RE: Python help with module function return dictionary - wavic - Oct-15-2016

Hello!

Instead of splitting and cutting I'd check if the row starts with '>', strip('>') the row, all that using it as the dict name, and value it with the data with a list comprehension.


RE: Python help with module function return dictionary - tebirkes - Oct-15-2016

(Oct-15-2016, 12:58 PM)Yoriz Wrote: On each iteration of your loop the dictionary over writes the same two keys. Would it be preferable to use a list instead or on each loop the key names will need changing to something unique to the dictionary each time.

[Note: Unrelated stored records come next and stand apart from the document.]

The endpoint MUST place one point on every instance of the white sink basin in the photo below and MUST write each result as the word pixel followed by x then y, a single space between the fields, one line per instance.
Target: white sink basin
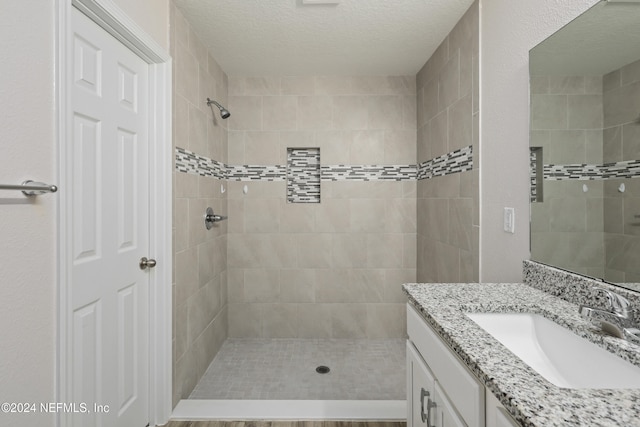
pixel 556 353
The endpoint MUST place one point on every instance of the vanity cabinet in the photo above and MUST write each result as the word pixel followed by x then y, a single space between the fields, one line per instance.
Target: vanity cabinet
pixel 497 415
pixel 441 391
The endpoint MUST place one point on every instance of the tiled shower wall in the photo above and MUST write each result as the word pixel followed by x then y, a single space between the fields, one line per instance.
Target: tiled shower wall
pixel 199 288
pixel 566 121
pixel 447 113
pixel 334 268
pixel 622 142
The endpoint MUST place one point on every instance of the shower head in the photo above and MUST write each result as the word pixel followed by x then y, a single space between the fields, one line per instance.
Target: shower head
pixel 224 113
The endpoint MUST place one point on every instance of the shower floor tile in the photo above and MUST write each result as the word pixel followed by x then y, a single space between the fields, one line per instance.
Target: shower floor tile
pixel 278 369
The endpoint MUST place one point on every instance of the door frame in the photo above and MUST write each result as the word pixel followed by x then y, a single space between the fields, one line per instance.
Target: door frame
pixel 110 17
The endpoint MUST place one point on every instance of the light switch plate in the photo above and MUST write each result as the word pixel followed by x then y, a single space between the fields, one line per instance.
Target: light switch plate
pixel 509 220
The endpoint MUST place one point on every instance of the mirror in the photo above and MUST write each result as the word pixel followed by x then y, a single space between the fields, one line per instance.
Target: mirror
pixel 585 141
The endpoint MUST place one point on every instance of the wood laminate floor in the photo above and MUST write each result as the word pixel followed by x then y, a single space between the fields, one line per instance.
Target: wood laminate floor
pixel 284 424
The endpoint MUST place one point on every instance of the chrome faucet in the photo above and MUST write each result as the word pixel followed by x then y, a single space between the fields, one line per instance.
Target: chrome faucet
pixel 617 319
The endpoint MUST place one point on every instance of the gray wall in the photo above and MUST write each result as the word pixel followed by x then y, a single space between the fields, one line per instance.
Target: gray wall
pixel 622 142
pixel 566 121
pixel 333 269
pixel 448 115
pixel 200 265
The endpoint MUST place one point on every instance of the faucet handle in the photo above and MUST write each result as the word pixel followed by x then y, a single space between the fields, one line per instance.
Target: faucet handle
pixel 616 303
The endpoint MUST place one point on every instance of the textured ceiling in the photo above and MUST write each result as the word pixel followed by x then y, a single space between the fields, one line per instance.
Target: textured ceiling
pixel 603 39
pixel 354 37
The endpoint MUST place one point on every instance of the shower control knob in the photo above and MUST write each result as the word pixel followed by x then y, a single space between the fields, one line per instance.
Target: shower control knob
pixel 147 263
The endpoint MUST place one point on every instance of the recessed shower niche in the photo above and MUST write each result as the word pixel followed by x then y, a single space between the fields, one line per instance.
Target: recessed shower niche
pixel 303 175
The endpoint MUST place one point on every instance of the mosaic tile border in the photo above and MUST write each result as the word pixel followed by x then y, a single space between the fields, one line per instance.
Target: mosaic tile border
pixel 303 175
pixel 189 162
pixel 369 172
pixel 584 172
pixel 454 162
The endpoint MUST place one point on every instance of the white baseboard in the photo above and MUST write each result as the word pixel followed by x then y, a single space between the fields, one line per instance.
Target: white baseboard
pixel 379 410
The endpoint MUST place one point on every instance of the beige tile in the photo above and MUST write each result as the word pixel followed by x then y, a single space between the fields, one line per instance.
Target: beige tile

If you want the two keys values to be a list, first asign each of them as a list outside of the loop then inside the loop append to the list of each key.

I've tried but it gives me an error or again only the last line. I'm supposed to create a function that  reads the file then create and return a dictionary. 
This is my output: 
{'Name': ['ZIPA_ECOLI'], 'Value': ['MMQDLRLILIIVGAIAIIALLVHGFWTSRKERSSMFRDRPLKRMKSKRDDDSYDEDVEDDEGVGEVRVHR', 'VNHAPANAQEHEAARPSPQHQYQPPYASAQPRQPVQQPPEAQVPPQ..... ']}


RE: Python help with module function return dictionary - ichabod801 - Oct-15-2016

What is the error you are getting (full text please), and what are the last few lines of the file?


RE: Python help with module function return dictionary - tebirkes - Oct-15-2016

(Oct-15-2016, 05:34 PM)ichabod801 Wrote: What is the error you are getting (full text please), and what are the last few lines of the file?

The last few lines of the file is : 


Output:
>ZIPA_ECOLI MMQDLRLILIIVGAIAIIALLVHGFWTSRKERSSMFRDRPLKRMKSKRDDDSYDEDVEDDEGVGEVRVHR VNHAPANAQEHEAARPSPQHQYQPPYASAQPRQPVQQPPEAQVPPQHAPHPAQPVQQPAYQPQPEQPLQQ PVSPQVAPAPQPVHSAPQPAQQAFQPAEPVAAPQPEPVAEPAPVMDKPKRKEAVIIMNVAAHHGSELNGE ALLNSIQQAGFIFGDMNIYHRHLSPDGSGPALFSLANMVKPGTFDPEMKDFTTPGVTIFMQVPSYGDELQ NFKLMLQSAQHIADEVGGVVLDDQRRMMTPQKLREYQDIIREVKDANA
The error that I get sometimes is : 

Error:
", line 8, in read_fasta     table_dict[list] = line.splitlines() TypeError: unhashable type: 'list'



RE: Python help with module function return dictionary - wavic - Oct-15-2016

Does this work? It's not I've proposed. It's step by step. If the file doesn't contain something else...

def get_data(f):
    data = f.read().split()
    ecoli = dict()
    e_name = None

    for row in data:
        if row.startswith(">"):
            e_name = row.strip(">")
            ecoli[e_name] = ""
        else:
            ecoli[e_name] = "{}{}".format(ecoli[e_name], row)

    return ecoli



RE: Python help with module function return dictionary - Larz60+ - Oct-15-2016

Hello again,

I would like to take a closer look at how this data is exactly laid out.
Is this from the ncbi blast database? and if so, which file.

I would rather be working with an actual file.

Larz60+